- Gladu in a Quebec uniform, c. 1940–1942
- Third baseman
- Born: May 10, 1911 Montreal, Quebec, Canada
- Died: July 26, 1994 (aged 83) Montreal, Quebec, Canada
- Batted: LeftThrew: Right

MLB debut
- April 18, 1944, for the Boston Braves

Last MLB appearance
- May 24, 1944, for the Boston Braves

MLB statistics
- Batting average: .242
- Home runs: 1
- Runs batted in: 7
- Stats at Baseball Reference

Teams
- Boston Braves (1944);

Member of the Canadian

Baseball Hall of Fame
- Induction: 2021

= Roland Gladu =

Canadian baseball player (1911–1994)

Roland Edouard Gladu (Note: Retrosheet lists his full name as Joseph Albert Rolland Edouard Gladu.) (May 10, 1911 – July 26, 1994) was a Canadian professional baseball third baseman. He played in 21 games for the Boston Braves of Major League Baseball (MLB) during the 1944 baseball season. He was one of the "jumpers" who signed with the Mexican League in 1946, earning him a temporary suspension from organized baseball.

==Biography==
Gladu's baseball career began in 1932 at Binghamton, New York, and extended over more than 20 years as a player and manager in five countries: Canada, the United States, Mexico, Cuba, and England. Gladu played in London in the late 1930s for a team based at West Ham Stadium. As player-manager for West Ham, he took the London circuit batting title with a .565 average in 1937, and led the team to two consecutive top-two finishes, as well as a 5-3 defeat over the touring 1936 United States Olympic baseball team.

Gladu was one of 13 players suspended by Commissioner of Baseball Happy Chandler in May 1946 for "jumping" to the Mexican League, which offered higher salaries than the U.S. major leagues.
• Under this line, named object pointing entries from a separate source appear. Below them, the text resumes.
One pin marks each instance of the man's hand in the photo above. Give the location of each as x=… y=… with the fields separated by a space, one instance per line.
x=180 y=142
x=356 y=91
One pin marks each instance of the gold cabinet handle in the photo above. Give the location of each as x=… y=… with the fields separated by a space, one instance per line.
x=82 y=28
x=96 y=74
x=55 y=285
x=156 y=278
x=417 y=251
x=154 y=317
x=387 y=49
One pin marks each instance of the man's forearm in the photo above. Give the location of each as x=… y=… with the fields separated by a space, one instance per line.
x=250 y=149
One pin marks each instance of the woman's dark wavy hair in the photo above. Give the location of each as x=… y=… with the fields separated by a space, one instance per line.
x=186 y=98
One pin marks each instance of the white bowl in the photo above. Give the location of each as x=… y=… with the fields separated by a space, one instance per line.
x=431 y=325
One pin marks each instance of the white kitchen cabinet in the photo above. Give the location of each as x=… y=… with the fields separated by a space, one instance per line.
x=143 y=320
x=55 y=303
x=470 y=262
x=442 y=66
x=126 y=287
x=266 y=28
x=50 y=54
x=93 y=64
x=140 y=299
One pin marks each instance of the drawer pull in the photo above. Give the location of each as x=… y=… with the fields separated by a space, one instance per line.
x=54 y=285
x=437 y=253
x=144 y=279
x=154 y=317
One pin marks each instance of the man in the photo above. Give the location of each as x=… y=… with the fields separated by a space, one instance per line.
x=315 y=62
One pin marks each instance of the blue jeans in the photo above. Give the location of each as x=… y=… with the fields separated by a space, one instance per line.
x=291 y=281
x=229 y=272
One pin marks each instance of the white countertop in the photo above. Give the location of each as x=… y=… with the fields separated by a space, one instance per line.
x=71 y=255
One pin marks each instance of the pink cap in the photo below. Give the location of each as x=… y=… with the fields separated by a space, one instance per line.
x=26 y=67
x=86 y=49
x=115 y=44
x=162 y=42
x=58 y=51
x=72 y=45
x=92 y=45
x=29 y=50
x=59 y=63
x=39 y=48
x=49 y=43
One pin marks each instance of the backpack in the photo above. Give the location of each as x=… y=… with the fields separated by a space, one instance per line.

Gladu had signed with Veracruz three months prior. In 1946, he hit .322 over 91 games with the Tecolotes de Nuevo Laredo. The next year, he also hit .322, this time with the Tuneros de San Luis Potosí.

Gladu also played professional hockey in the off-season as a defenceman in the Quebec Hockey League. After his playing career, Gladu worked as a scout for the Milwaukee Braves. Pitcher Claude Raymond was one of the first players signed by Gladu.

Gladu died in 1994 in Montreal at age 83. He was inducted to the British Baseball Hall of Fame in 2011 and the Canadian Baseball Hall of Fame in 2021.